Latest technology in Artificial Intelligence you need to know

Introduce the latest technology in artificial intelligence, and combine the status quo to make some personal judgments on the future development trend.

From AlphaGo Zero to Alpha Zero: A key step towards universal artificial intelligence

In 2017, AlphaGo Zero made a further technical upgrade as the second generation of AlphaGo. It is extremely easy to defeat the AlphaGo generation. This shows that human beings are not qualified to compete with artificial intelligence in Go. AlphaGo’s general-purpose version of Alpha Zero was released at the end of 2017. Not only is Go, but for other chess games such as chess and Japanese chess, Alpha Zero also overwhelmingly defeated the most powerful AI program including AlphaGo Zero.

AlphaGo Zero has not been substantially improved in terms of technical means compared with AlphaGo. The main body is still the structure of MCST Monte Carlo search tree plus neural network and deep-enhanced learning training method, but the technical implementation is simple and elegant (refer to the picture below) .

The main changes consist of two things:

From AlphaGo’s one-step stepping strategy, DeepMind is considering the versatility of this extended technology solution, enabling it to solve more problems with a set of technologies, especially those that are of real value in non-gaming real life. problem. At the same time, AlphaGo series technology also showed the power of deep-enhanced learning to machine learning practitioners, and further promoted relevant technological advances. At present, we can also see examples of deep-enhanced learning applied in more fields.

GAN: The prospects are broad, and the theory and application are developing rapidly.

GAN, known as Generative Adversarial Nets. As a representative of the generation model, GAN has attracted widespread attention from the industry since it was proposed by Ian Goodfellow in 2014. Yann LeCun, one of the deep learning masters, highly praised GAN, which is the most interesting machine learning industry in the past decade. Thoughts.

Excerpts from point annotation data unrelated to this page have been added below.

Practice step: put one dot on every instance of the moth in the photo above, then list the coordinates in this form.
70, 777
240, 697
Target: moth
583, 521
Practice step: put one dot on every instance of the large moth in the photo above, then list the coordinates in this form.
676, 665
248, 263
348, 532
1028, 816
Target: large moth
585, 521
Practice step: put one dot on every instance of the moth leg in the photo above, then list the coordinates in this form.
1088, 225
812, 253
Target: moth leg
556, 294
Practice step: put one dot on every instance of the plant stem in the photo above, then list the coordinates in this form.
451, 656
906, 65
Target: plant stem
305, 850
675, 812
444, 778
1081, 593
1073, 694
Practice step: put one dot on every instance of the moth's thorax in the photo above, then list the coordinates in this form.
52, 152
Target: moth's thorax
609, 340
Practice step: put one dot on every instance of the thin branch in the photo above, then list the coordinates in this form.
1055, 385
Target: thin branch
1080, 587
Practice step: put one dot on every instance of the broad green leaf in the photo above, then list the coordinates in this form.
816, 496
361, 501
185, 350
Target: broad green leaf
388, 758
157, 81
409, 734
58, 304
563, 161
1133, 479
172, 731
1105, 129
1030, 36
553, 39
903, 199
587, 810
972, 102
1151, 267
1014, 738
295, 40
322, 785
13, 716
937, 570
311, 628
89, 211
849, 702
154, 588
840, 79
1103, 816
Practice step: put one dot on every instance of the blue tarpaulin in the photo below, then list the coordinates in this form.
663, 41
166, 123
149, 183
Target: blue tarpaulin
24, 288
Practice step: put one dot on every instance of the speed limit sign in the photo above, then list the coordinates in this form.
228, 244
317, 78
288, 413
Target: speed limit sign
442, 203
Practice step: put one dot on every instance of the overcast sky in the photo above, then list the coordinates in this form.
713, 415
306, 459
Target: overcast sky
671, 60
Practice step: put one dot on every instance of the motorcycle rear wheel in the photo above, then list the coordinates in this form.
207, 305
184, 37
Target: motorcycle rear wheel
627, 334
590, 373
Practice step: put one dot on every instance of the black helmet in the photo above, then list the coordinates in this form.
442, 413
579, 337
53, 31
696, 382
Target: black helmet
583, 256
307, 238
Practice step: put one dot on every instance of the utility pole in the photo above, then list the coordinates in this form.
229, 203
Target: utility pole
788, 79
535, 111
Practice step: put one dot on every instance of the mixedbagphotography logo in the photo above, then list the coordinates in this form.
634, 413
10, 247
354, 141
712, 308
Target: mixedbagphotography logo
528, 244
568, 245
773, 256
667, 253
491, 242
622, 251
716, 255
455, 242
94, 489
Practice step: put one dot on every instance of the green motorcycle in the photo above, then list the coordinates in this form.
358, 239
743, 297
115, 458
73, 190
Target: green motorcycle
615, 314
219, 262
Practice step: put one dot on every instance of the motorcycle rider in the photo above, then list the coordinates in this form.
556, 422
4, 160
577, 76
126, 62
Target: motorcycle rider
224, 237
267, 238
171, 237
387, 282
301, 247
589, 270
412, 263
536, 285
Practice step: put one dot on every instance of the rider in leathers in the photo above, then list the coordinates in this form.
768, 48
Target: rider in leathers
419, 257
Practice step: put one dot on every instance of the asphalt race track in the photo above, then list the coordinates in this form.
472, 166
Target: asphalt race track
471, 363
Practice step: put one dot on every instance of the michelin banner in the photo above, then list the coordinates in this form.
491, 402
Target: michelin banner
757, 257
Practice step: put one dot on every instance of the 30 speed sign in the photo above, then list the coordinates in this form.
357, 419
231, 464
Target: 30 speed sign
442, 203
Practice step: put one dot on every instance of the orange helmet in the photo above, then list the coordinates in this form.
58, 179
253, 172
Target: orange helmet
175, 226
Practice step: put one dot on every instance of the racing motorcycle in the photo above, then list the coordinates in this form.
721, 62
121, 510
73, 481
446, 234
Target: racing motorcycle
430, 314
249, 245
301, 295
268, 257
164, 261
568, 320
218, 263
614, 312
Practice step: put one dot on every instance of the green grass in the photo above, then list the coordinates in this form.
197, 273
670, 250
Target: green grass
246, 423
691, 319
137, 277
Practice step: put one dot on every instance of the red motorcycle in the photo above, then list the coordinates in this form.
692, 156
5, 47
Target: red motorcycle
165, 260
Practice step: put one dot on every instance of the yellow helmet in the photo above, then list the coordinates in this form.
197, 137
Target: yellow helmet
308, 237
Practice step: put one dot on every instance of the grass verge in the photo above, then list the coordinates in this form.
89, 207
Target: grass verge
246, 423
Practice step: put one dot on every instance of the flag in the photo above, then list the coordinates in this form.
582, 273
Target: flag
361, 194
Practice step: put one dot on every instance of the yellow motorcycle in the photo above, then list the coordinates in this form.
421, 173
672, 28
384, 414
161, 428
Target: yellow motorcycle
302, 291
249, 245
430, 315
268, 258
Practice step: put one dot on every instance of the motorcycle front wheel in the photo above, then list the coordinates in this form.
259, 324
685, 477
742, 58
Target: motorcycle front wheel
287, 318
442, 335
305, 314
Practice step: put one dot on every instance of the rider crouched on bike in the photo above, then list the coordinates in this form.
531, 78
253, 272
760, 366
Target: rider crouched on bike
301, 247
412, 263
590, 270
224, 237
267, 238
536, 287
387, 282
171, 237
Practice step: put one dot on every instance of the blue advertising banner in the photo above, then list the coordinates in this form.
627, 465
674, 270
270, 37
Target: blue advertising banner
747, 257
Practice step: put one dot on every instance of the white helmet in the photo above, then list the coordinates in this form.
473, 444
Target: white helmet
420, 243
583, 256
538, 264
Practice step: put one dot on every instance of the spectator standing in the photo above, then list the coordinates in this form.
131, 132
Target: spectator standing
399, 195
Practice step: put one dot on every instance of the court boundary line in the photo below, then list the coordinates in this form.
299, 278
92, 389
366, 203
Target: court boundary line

GAN has a wide range of application scenarios, such as image style conversion, super-resolution image construction, automatic black-and-white image coloring, image entity attribute editing (such as automatically adding a beard to the portrait, switching the color of the hair and other attributes), between different areas of the picture Conversion (for example, the spring image of the same scene is automatically converted to a fall image, or the daytime scene is automatically converted to a nighttime scene), or even the dynamic replacement of the image entity, such as changing a cat in a picture or video into a dog (Refer to the picture below).

In the past, there has been good progress in how to increase the stability of GAN training and solve the collapse of the model. GAN essentially uses the generator and discriminator to conduct confrontation training. The forced generator does not know the true distribution Pdata of a certain data set, and adjusts the distribution Pθ of the generated data to fit the real data distribution Pdata. It is critical to calculate the distance metrics for the two distributions Pdata and Pθ during the current training process.

Capsule: Expect to replace CNN's new structure

The Capsule structure was published in the form of a thesis in the form of a essay in the form of “Deep Learning Godfather” by Mr. Hinton, and the paper became the focus of researchers’ attention, but in fact, this thought Hinton has been thinking deeply for a long time and before on various occasions. Propaganda this idea. Hinton has always been very interested in the Pooling operation in CNN. He once said: “The Pooling operation used in CNN is a big mistake. In fact, it works well in actual use, but it is actually a disaster.” So what is the problem with MaxPooling that makes Hinton hate it? The reason can be seen by referring to the example shown in the picture below.

In the above picture, two portrait photos are given, and the category of the photo and its corresponding probability are given by CNN. The first photo is a normal face photo. CNN can correctly identify the category of “human” and give a attribution probability value of 0.88. The second picture adjusts the mouth and eyes of the face to the next position. For people, it is not considered to be a normal person’s face, but CNN still recognizes human beings and the confidence level does not decrease to 0.90. Why is this happening that is inconsistent with human intuition? This responsibility lies in MaxPooling, which only responds to one of the strongest features. As for where this feature appears and what kind of reasonable combination relationship should be maintained between features, it does not care, so it does not conform to human cognition. critical result.

In Capsule’s scenario, CNN’s convolutional layer is preserved and the MaxPooling layer is removed. What needs to be emphasized here is that Capsule itself is a technical framework, not just a specific technology. The Hinton paper gives the simplest implementation method, which can completely create a new one under the technical idea. The specific implementation method.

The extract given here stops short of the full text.